The calculations broadly follow the principles applying under Taxation of Chargeable Gains Act 1992 legislation and are made on the same basis as if the scheme were a UK resident, ordinarily resident and domiciled person but no claim can be made for the annual exempt amount. Guidance on specific points can be found in the CGT manual.

Calculations are made for each tax year. If a pension scheme makes a series of disposals, those that generate losses may be set against those generating gains and only the net amount of gains is the scheme chargeable payment. Unused losses are lost and cannot be carried forward or backward to other tax years. Losses cannot be claimed in respect of disposals of any scheme assets that are not taxable property.

Taper relief will be given at the rate applicable to non-business assets.

This applies equally to any gains that may arise on property that may otherwise qualify for business assets taper rate, for example some furnished holiday lettings.

Different rules apply to taxable property that is tangible moveable property that is a wasting asset. Any loss arising on disposal of such assets may only be set against gains arising from other assets of that category in that same tax year.
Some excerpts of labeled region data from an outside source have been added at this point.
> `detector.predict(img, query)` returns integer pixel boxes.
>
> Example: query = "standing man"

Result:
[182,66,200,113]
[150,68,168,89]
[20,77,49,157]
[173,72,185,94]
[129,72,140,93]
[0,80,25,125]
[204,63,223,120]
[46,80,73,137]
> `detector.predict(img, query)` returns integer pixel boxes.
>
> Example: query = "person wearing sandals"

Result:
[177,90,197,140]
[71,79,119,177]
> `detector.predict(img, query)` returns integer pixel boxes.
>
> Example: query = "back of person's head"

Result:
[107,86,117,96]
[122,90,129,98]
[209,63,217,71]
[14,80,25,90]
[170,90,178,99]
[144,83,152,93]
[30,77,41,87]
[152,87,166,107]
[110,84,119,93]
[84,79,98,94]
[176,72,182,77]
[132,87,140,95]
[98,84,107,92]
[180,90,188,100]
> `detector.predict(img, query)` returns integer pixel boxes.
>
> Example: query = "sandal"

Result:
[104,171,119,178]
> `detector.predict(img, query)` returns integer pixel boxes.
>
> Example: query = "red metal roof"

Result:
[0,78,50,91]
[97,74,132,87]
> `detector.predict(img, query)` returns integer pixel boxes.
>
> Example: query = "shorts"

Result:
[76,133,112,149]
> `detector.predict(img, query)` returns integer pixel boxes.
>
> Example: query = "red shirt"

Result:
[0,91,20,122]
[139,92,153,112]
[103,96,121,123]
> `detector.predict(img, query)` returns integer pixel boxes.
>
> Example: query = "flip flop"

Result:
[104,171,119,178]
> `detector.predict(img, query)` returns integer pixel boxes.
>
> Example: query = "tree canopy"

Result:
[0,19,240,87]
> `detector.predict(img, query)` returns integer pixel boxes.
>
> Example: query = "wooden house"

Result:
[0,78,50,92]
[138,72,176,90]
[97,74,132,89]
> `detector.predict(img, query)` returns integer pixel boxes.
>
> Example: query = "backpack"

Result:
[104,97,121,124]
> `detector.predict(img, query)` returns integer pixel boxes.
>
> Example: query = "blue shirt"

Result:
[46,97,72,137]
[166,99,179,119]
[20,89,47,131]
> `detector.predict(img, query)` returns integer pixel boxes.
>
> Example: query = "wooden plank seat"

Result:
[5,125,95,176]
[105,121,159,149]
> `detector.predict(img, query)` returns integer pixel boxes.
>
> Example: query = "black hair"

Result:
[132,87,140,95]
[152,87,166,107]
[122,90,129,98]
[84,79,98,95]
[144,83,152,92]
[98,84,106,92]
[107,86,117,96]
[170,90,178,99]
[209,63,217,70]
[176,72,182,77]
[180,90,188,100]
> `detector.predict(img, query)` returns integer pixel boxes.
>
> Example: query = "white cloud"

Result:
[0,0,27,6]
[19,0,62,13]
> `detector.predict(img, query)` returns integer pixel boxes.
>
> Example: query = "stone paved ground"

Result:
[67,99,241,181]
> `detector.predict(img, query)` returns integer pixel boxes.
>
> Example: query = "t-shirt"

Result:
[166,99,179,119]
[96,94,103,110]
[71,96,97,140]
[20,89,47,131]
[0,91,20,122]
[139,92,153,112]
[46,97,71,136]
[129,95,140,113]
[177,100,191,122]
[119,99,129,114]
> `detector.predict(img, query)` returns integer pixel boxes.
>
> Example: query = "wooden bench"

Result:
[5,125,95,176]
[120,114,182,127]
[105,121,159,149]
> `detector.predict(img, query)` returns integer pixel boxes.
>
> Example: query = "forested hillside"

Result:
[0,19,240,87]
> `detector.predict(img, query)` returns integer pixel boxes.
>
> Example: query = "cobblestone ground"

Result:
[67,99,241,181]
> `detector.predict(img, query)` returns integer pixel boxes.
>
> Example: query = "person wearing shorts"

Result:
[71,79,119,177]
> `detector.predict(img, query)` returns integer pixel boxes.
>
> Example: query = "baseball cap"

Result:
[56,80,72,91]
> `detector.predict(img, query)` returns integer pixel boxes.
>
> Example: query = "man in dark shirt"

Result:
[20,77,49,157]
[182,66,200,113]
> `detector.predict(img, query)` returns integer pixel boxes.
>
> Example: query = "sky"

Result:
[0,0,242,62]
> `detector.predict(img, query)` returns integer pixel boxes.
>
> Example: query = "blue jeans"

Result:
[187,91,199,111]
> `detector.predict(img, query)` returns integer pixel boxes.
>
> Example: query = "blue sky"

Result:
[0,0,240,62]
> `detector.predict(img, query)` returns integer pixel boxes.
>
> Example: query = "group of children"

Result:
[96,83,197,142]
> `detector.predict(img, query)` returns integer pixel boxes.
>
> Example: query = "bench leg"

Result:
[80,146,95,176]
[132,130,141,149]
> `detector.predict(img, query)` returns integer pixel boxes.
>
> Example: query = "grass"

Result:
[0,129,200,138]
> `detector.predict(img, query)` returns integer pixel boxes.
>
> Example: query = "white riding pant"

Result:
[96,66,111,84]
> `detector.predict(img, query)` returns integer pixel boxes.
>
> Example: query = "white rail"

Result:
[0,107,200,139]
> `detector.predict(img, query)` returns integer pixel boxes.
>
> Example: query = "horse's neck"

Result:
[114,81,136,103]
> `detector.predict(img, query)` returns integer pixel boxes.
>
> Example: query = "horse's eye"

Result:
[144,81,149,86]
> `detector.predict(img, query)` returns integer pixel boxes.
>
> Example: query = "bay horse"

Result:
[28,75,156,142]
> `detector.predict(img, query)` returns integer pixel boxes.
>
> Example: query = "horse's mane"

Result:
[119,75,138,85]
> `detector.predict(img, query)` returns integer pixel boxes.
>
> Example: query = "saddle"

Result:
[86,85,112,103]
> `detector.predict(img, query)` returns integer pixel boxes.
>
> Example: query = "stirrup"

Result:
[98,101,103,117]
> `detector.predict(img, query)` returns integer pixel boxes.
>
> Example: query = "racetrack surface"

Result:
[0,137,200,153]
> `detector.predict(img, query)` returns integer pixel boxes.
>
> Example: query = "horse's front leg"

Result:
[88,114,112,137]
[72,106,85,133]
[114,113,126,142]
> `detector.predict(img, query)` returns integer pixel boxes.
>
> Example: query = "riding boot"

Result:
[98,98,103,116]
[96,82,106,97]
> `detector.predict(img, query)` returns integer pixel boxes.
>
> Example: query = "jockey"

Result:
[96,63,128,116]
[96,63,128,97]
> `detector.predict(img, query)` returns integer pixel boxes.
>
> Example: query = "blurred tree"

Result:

Where an asset only becomes a taxable property asset some time after its original acquisition by the scheme it is treated as acquired at the time it became a taxable asset and its cost is the amount of unauthorised payment treated as made by the pension scheme at that time.

If an asset is not a taxable asset throughout the time it is held by the scheme the gain on its disposal is to be reduced on a time basis to the period when it was a taxable asset.

A scheme disposes of an asset when it ceases to hold it and disposes of a part if it ceases to hold any part of it.